Instacart stock dropped 2.1% on Thursday after New York Attorney General Letitia James asked the company for information about how it sets prices. The move comes after a study raised concerns that customers were being charged different prices for the same items.
The research, conducted by Groundwork Collaborative and Consumer Reports, found that nearly three-quarters of items tested on Instacart were sold at multiple prices. On average, prices varied by 13%, with some differences reaching as high as 23%.
AG James warned that Instacart could be breaking New York’s Algorithmic Pricing Disclosure Act, which took effect on November 10, 2025. The law requires companies to clearly inform customers when personal data is used to set individualized prices. The disclosure must say: “THIS PRICE WAS SET BY AN ALGORITHM USING YOUR PERSONAL DATA.”
The Attorney General’s office said Instacart’s current disclosures are hard to find. They are buried in fine print and not shown near product prices, which may violate the law.

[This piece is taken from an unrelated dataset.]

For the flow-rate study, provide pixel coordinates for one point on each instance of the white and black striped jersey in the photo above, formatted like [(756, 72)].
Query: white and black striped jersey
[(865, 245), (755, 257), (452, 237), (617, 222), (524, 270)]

The study estimated that these price differences could cost a typical family of four around $1,200 per year. Instacart said it would stop all “item price tests” after the study was published. However, retail partners on the platform can still run different promotions and discounts.
The AG is asking Instacart for detailed information about its pricing practices. This includes agreements with retail partners, automated pricing tools, and steps taken to comply with New York’s disclosure requirements.